OKC proposed trespass ordinance is a fascist boondoggle

-- Oklahoma City's own 'papers, please' ordinance


This guest opinion piece is by Nick Brooke, the principal data scientist of Brooke Insights, a mathematics consultancy in Oklahoma City.

In 2015, the City of Oklahoma City passed an unconstitutional anti-panhandling ordinance. When the city was sued, the Oklahoma City Council spared no taxpayer expense to hire outside counsel to defend the doomed law to the bitter end. In August 2021, after all appeals had been exhausted, a judge ordered the city to pay another $985,000 in legal fees to the ACLU, who represented the plaintiff who sued. 

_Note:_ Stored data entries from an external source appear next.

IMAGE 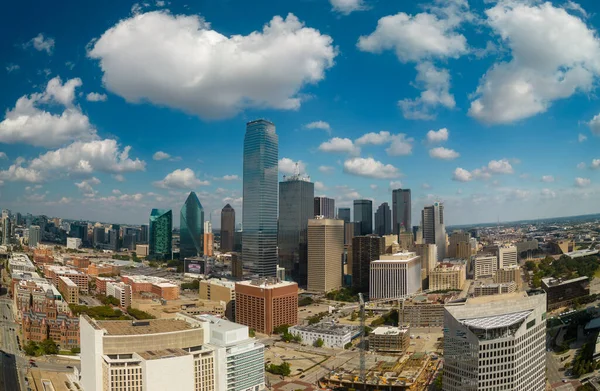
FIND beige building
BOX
[400,295,447,327]
[58,276,79,304]
[498,245,518,268]
[494,265,522,289]
[106,281,132,309]
[398,231,414,251]
[473,254,497,279]
[135,244,149,257]
[429,263,466,291]
[448,232,470,258]
[199,279,235,320]
[307,218,344,293]
[370,252,421,300]
[415,243,437,289]
[472,281,517,297]
[369,326,410,353]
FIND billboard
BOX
[184,258,208,275]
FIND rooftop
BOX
[461,310,532,330]
[237,278,297,289]
[541,276,589,287]
[466,291,528,305]
[201,278,235,289]
[371,326,409,336]
[58,276,77,287]
[290,322,357,336]
[564,249,600,259]
[375,252,420,263]
[197,314,246,333]
[9,253,35,267]
[92,318,194,336]
[137,348,189,360]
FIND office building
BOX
[28,225,41,247]
[307,217,344,293]
[121,275,179,301]
[66,237,82,249]
[149,209,172,260]
[392,188,411,234]
[498,245,518,268]
[220,204,235,252]
[429,263,466,291]
[235,279,298,335]
[58,276,79,304]
[473,254,497,279]
[443,291,547,391]
[92,227,105,247]
[140,224,149,243]
[344,221,354,246]
[494,265,522,289]
[353,199,373,235]
[369,326,410,353]
[106,281,132,309]
[374,202,392,236]
[415,243,438,283]
[400,295,447,327]
[9,253,36,273]
[289,323,356,349]
[421,202,446,260]
[136,244,149,257]
[337,208,351,223]
[108,229,119,251]
[231,253,243,279]
[80,314,217,391]
[472,281,517,297]
[123,233,136,251]
[278,174,314,284]
[542,276,589,310]
[242,119,278,277]
[69,222,87,242]
[2,217,11,245]
[180,192,204,260]
[352,235,384,294]
[398,230,414,251]
[369,252,421,300]
[203,232,213,256]
[448,231,470,258]
[314,196,335,219]
[199,279,236,320]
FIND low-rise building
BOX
[121,275,180,301]
[8,253,36,273]
[542,276,590,310]
[199,279,235,320]
[369,252,421,300]
[66,237,82,250]
[399,294,451,328]
[95,276,117,294]
[106,281,132,309]
[32,248,54,265]
[472,281,516,297]
[58,276,79,304]
[289,323,357,349]
[494,265,522,289]
[429,263,466,291]
[22,307,79,350]
[44,265,89,294]
[369,326,410,353]
[87,262,121,277]
[136,244,149,257]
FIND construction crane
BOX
[358,292,366,385]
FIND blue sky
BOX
[1,0,600,227]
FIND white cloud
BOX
[0,163,43,183]
[452,167,472,182]
[578,133,588,142]
[386,134,414,156]
[426,127,449,144]
[343,157,400,179]
[315,181,326,191]
[318,137,359,154]
[577,162,586,169]
[75,177,101,197]
[86,92,108,102]
[222,175,239,181]
[330,0,367,15]
[487,159,513,174]
[304,121,331,134]
[0,152,6,160]
[541,175,555,182]
[29,139,146,174]
[429,146,459,160]
[355,131,391,146]
[112,189,122,195]
[564,1,589,19]
[469,2,600,124]
[398,62,455,120]
[422,183,431,189]
[370,184,378,190]
[575,177,591,187]
[278,158,307,176]
[153,151,171,161]
[319,165,334,174]
[541,188,556,198]
[88,12,336,119]
[0,77,97,148]
[113,174,126,182]
[589,114,600,135]
[153,168,209,189]
[389,181,403,190]
[6,64,19,73]
[591,159,600,169]
[26,33,55,54]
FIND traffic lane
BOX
[0,351,20,391]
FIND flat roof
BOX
[137,348,189,360]
[541,276,588,286]
[58,276,77,287]
[95,319,193,336]
[197,315,245,333]
[236,279,297,289]
[564,249,599,258]
[290,323,356,336]
[461,310,532,330]
[374,252,420,263]
[466,291,528,305]
[371,326,408,336]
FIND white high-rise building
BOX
[106,281,132,309]
[443,291,547,391]
[28,225,41,248]
[204,220,212,234]
[473,254,497,279]
[421,202,446,260]
[66,237,82,249]
[498,245,518,268]
[369,252,421,300]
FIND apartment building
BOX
[106,281,132,309]
[429,263,466,291]
[58,276,79,304]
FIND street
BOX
[0,298,27,391]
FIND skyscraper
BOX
[220,204,235,252]
[92,227,105,247]
[242,119,278,277]
[29,225,41,247]
[180,192,204,260]
[374,202,392,236]
[149,209,172,260]
[314,197,335,219]
[392,188,411,235]
[278,174,314,284]
[421,202,446,261]
[307,217,344,293]
[2,217,12,245]
[140,224,149,243]
[69,222,87,242]
[352,235,384,294]
[337,208,351,223]
[353,199,373,236]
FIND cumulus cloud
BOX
[222,175,239,181]
[6,64,19,73]
[112,189,122,195]
[88,11,336,119]
[319,165,335,174]
[578,133,588,142]
[0,152,6,160]
[389,181,403,190]
[0,162,43,183]
[86,92,108,102]
[318,137,359,154]
[355,131,391,146]
[541,188,556,199]
[315,181,326,191]
[278,158,306,175]
[75,177,101,197]
[26,33,55,54]
[153,151,171,161]
[153,168,209,189]
[469,2,600,124]
[429,147,459,160]
[426,127,449,144]
[343,157,400,179]
[304,121,331,134]
[452,167,472,182]
[541,175,555,182]
[330,0,367,15]
[0,77,97,147]
[398,62,455,120]
[386,134,414,156]
[589,114,600,135]
[452,159,513,182]
[591,159,600,169]
[487,159,514,174]
[575,177,591,187]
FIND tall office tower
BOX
[344,222,355,246]
[448,231,471,258]
[278,173,314,284]
[352,235,385,294]
[28,225,41,247]
[108,229,119,251]
[307,218,344,293]
[353,199,373,236]
[392,188,411,235]
[220,204,235,252]
[69,222,87,241]
[498,245,518,268]
[2,217,11,245]
[203,232,214,257]
[242,119,278,277]
[337,207,351,223]
[122,234,136,251]
[443,291,547,391]
[180,192,204,260]
[15,212,22,226]
[314,197,335,218]
[140,224,149,243]
[374,202,392,236]
[370,252,422,300]
[1,209,10,219]
[421,202,446,261]
[415,243,438,285]
[92,227,105,247]
[149,209,173,260]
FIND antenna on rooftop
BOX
[294,162,300,177]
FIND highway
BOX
[0,298,27,391]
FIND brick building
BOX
[121,275,180,300]
[58,276,79,304]
[95,276,117,294]
[33,248,54,265]
[22,304,79,350]
[43,266,89,294]
[86,263,121,277]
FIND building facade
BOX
[498,245,518,268]
[353,199,373,236]
[307,218,344,293]
[542,276,590,310]
[473,254,498,279]
[429,263,466,291]
[421,202,446,261]
[199,279,236,320]
[352,235,384,294]
[29,225,41,247]
[374,202,392,236]
[149,209,172,260]
[314,197,335,219]
[289,323,356,349]
[369,252,421,300]
[448,231,470,258]
[220,204,235,252]
[180,192,204,260]
[369,326,410,353]
[337,208,351,223]
[392,188,411,235]
[106,281,132,309]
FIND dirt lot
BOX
[264,344,329,377]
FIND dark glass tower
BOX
[374,202,392,236]
[220,204,235,252]
[314,197,335,219]
[149,209,172,260]
[180,192,204,259]
[242,119,278,277]
[278,175,314,285]
[353,199,373,235]
[392,188,411,235]
[337,208,351,223]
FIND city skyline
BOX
[3,1,600,228]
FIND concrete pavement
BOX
[0,298,27,391]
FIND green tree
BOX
[24,341,39,356]
[127,306,155,320]
[298,297,313,306]
[249,328,256,338]
[273,324,290,335]
[314,338,324,348]
[70,347,81,354]
[40,339,59,355]
[266,362,291,377]
[344,342,353,349]
[524,261,537,272]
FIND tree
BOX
[524,260,537,272]
[314,338,324,348]
[249,329,256,338]
[24,341,39,356]
[344,342,353,349]
[266,362,291,377]
[274,324,290,335]
[41,339,59,355]
[127,307,155,320]
[70,347,81,354]
[298,297,313,307]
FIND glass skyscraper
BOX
[353,199,373,236]
[278,175,314,285]
[337,208,351,223]
[375,202,392,236]
[180,192,204,259]
[220,204,235,252]
[149,209,172,260]
[242,119,278,277]
[392,188,411,234]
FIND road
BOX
[0,298,27,391]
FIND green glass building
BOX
[180,192,204,259]
[149,208,172,260]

Undeterred, this Tuesday, the Council will consider two new ordinances by Councilmembers Stonecipher, Carter and Stone.

A Saturday report from The Oklahoman focuses on the encampment ordinance. I direct your attention to proposed changes to the trespassing ordinance, which are somehow even worse. If passed, it would criminalize an astonishing number of things that you & I do every day.

A section of the ordinance introduced by Councilmembers Stonecipher, Carter, and Stone that would amend the definition of trespassing in Oklahoma City. Words that are stricken through would be removed to the current code, while words that are underlined would be added.

Here, the city would define trespassing as “each and every actual entry upon public or private property without a verifiable legal right to enter or remain on the property.” Now “verifiable legal right” is a phrase that I’ve not heard before, particularly with respect to when I’m allowed to be outside. Fortunately, the ordinance defines this new phrase.

Any person who enters or remains on private property—that’s you—who claims a right to be present on the property must have verifiable proof; without proof, a prima facie case of trespass on private property is established. (“Prima facie” means “first sight;” legalese for, “well, duh.” The presumption can be rebutted at trial, long after you’ve been arrested.)

If I’m grilling in my own backyard, which is private property, a cop can demand “verifiable proof” of my right to be there; if I can’t produce my mortgage, now I’m trespassing. What does the city do to trespassers?

Cops can take you to jail for trespassing. And not a good jail, either—Oklahoma County!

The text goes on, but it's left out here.